Cómo derribar las barreras

Para que comience a detenerse la propagación del estigma social de la esquizofrenia, dice el doctor Méndez, “en primer término debe haber un cambio profundo a nivel de las universidades que imparten carreras sanitarias. El punto de partida tendría que ser una intervención muy profunda en sus mallas curriculares, pues hay estudios bastante claros en evidenciar que mucha parte del estigma hacia las personas con esquizofrenia proviene de los mismos profesionales de salud, de todas las áreas, pues muchas veces la formación que se ofrece es en base a currículums antiguos. Por ejemplo, profesionales de áreas como psicología, enfermería o kinesiología, que quizás no se las vincula directamente con tratamiento de las personas con esquizofrenia, pero que son fundamentales en el apoyo para su actividad física, o en la psicoeducación a nivel de hospitales de día o de unidades de rehabilitación; desconozco si tienen integrado el modelo Recovery, según el cual el plan terapéutico integra los objetivos puestos por el paciente. Habría que integrar estos conceptos a las mallas curriculares de todas las profesiones de la salud de forma transversal”.
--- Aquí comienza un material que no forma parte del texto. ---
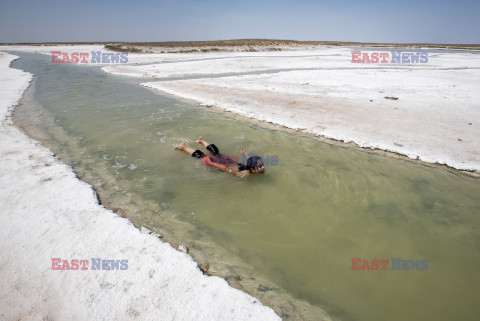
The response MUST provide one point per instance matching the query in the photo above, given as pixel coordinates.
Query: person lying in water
(254, 164)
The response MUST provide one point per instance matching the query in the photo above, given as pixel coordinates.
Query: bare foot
(181, 146)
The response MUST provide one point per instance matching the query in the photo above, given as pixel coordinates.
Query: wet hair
(255, 163)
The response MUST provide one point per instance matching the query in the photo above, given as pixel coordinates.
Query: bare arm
(243, 151)
(224, 168)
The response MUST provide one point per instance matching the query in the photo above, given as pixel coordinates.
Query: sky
(398, 21)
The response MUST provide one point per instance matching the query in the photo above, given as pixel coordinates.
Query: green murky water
(304, 220)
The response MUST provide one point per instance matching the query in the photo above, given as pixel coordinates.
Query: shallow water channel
(299, 225)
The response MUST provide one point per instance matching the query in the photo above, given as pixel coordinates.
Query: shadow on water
(300, 224)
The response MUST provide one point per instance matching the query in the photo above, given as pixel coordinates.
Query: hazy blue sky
(370, 20)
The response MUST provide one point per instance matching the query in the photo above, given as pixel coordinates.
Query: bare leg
(185, 148)
(200, 140)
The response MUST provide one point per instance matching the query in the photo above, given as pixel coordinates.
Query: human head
(255, 165)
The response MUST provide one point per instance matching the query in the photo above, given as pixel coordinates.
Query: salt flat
(429, 112)
(47, 212)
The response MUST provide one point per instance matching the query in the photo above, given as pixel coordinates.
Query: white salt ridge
(47, 212)
(435, 119)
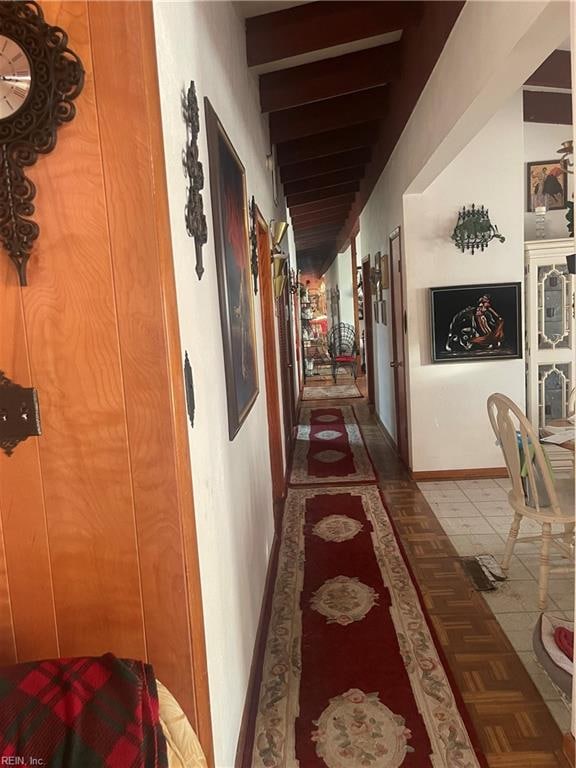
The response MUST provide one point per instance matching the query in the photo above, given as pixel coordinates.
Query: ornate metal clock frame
(194, 212)
(57, 77)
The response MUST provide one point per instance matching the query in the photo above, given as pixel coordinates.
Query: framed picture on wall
(230, 219)
(476, 322)
(547, 185)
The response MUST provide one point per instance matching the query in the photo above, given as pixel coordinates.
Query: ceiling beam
(320, 217)
(555, 72)
(325, 204)
(289, 124)
(321, 165)
(315, 26)
(329, 78)
(327, 143)
(325, 180)
(322, 194)
(547, 107)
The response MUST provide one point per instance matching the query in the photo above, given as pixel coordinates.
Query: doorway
(398, 334)
(270, 369)
(368, 330)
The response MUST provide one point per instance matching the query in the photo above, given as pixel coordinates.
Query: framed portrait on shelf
(547, 185)
(476, 322)
(231, 243)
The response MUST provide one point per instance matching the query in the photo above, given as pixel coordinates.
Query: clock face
(15, 77)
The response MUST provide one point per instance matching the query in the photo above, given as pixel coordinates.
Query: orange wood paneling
(98, 545)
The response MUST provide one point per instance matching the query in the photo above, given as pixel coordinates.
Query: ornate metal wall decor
(474, 230)
(39, 79)
(253, 244)
(19, 414)
(189, 388)
(194, 211)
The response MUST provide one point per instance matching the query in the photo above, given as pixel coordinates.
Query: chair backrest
(527, 465)
(342, 340)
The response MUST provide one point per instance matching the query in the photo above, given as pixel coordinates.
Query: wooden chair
(343, 349)
(534, 495)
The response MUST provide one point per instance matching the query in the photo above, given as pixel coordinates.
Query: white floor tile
(436, 495)
(561, 714)
(478, 544)
(455, 526)
(502, 526)
(516, 597)
(486, 494)
(562, 592)
(466, 485)
(542, 681)
(454, 509)
(494, 508)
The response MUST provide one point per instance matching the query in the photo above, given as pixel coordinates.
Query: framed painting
(476, 322)
(231, 243)
(547, 185)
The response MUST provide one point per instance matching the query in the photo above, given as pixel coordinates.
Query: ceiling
(338, 81)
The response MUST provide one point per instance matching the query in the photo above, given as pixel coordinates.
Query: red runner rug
(330, 449)
(351, 675)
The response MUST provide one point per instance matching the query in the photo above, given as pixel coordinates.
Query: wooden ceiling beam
(547, 107)
(328, 78)
(555, 72)
(316, 26)
(324, 204)
(321, 217)
(361, 107)
(327, 143)
(325, 180)
(322, 194)
(321, 165)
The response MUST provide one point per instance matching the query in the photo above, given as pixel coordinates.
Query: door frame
(270, 360)
(368, 328)
(398, 363)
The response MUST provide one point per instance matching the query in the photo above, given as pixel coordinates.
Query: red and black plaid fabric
(81, 713)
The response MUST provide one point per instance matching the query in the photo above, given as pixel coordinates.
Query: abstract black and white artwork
(476, 322)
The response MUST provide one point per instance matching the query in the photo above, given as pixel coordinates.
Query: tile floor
(476, 516)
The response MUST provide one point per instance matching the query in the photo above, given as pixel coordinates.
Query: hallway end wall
(205, 42)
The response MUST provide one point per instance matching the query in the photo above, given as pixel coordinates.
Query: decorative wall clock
(39, 79)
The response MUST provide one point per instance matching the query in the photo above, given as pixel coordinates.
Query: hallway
(340, 666)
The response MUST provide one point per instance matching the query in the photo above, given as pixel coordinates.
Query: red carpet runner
(330, 449)
(351, 673)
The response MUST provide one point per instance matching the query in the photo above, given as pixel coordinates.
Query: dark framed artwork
(547, 185)
(476, 322)
(231, 243)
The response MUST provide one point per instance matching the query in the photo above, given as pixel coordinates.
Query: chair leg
(544, 565)
(511, 541)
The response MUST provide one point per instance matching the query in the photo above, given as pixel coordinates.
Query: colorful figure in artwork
(479, 327)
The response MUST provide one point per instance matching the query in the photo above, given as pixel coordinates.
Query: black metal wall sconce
(474, 230)
(194, 209)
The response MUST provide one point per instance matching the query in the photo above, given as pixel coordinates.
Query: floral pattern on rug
(331, 392)
(343, 600)
(357, 730)
(364, 472)
(328, 434)
(337, 528)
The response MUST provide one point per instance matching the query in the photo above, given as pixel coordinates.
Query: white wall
(450, 424)
(205, 42)
(493, 48)
(541, 140)
(339, 275)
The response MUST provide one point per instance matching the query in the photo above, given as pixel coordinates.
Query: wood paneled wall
(98, 546)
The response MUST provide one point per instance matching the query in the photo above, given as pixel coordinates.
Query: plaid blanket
(80, 713)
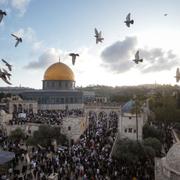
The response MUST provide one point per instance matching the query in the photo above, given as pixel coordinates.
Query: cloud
(50, 56)
(157, 59)
(117, 56)
(29, 35)
(19, 5)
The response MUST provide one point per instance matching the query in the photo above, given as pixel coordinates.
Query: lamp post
(136, 113)
(69, 132)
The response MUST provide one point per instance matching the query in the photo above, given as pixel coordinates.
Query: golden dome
(59, 71)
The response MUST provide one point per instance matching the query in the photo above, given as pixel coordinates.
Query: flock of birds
(5, 75)
(99, 39)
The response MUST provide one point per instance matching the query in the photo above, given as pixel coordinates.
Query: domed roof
(173, 158)
(59, 71)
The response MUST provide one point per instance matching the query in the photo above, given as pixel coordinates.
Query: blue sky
(54, 28)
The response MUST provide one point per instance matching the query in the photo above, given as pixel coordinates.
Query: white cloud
(50, 56)
(157, 59)
(118, 57)
(19, 5)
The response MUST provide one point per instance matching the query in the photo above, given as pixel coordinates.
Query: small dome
(59, 71)
(173, 158)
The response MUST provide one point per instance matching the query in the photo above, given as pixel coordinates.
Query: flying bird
(18, 39)
(128, 20)
(73, 55)
(7, 64)
(177, 75)
(137, 59)
(3, 77)
(98, 36)
(6, 73)
(2, 14)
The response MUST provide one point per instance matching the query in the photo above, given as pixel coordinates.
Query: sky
(53, 29)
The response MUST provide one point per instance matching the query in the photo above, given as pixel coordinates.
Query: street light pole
(136, 121)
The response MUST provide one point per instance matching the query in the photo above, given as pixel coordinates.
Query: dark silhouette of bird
(128, 20)
(177, 75)
(2, 14)
(3, 77)
(137, 59)
(73, 55)
(18, 39)
(98, 36)
(7, 64)
(6, 73)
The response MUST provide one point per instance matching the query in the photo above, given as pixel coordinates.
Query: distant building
(168, 167)
(58, 90)
(131, 124)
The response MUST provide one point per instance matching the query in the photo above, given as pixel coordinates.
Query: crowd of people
(52, 117)
(88, 159)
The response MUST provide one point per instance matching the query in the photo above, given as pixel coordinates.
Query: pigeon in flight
(18, 39)
(3, 77)
(7, 64)
(73, 55)
(98, 36)
(6, 73)
(177, 75)
(137, 59)
(2, 13)
(128, 20)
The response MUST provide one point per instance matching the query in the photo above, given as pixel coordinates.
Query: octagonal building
(58, 89)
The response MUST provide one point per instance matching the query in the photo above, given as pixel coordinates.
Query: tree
(151, 131)
(165, 110)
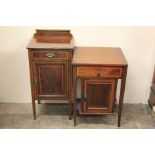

A nivel comunitario, el académico agrega que “se ha visto que hay cierto impacto de campañas publicitarias para comprender de mejor forma la esquizofrenia. Pero lo que tiene aún mayor impacto es la realización de actividades comunitarias en las que puedan compartir personas de distintos grupos; por ejemplo, hace algunos años, en una corrida familiar en Las Condes, participaron personas con esquizofrenia que trabajaban en una radio comunal, la cual era parte de un proyecto llamado Radio Nueva Terapia, entrevistando a los asistentes. La evidencia muestra que este tipo de iniciativas son las que tienen mayor impacto en el cambio de las conductas estigmatizantes”.   

Y respecto a cómo afecta el estigma en la reincorporación al mundo laboral, el doctor Méndez sentencia que “una de las tareas es lograr que la gran mayoría de la población conozca de qué se tratan estos cuadros psiquiátricos y que sí, en algún momento se pueden descompensar, pero no es lo más frecuente. Muchas de las personas con esquizofrenia al lograr puestos laborales no lo hacen aprovechando los cupos por ley de discapacidad, porque esconden su diagnóstico. No he visto cifras, pero sería interesante saber cuántas personas con esquizofrenia han accedido a puestos laborales en base a pertenecer a este grupo prioritario. Yo creo que deben ser menos que las personas con cuadros que no se consideran tan disruptores”.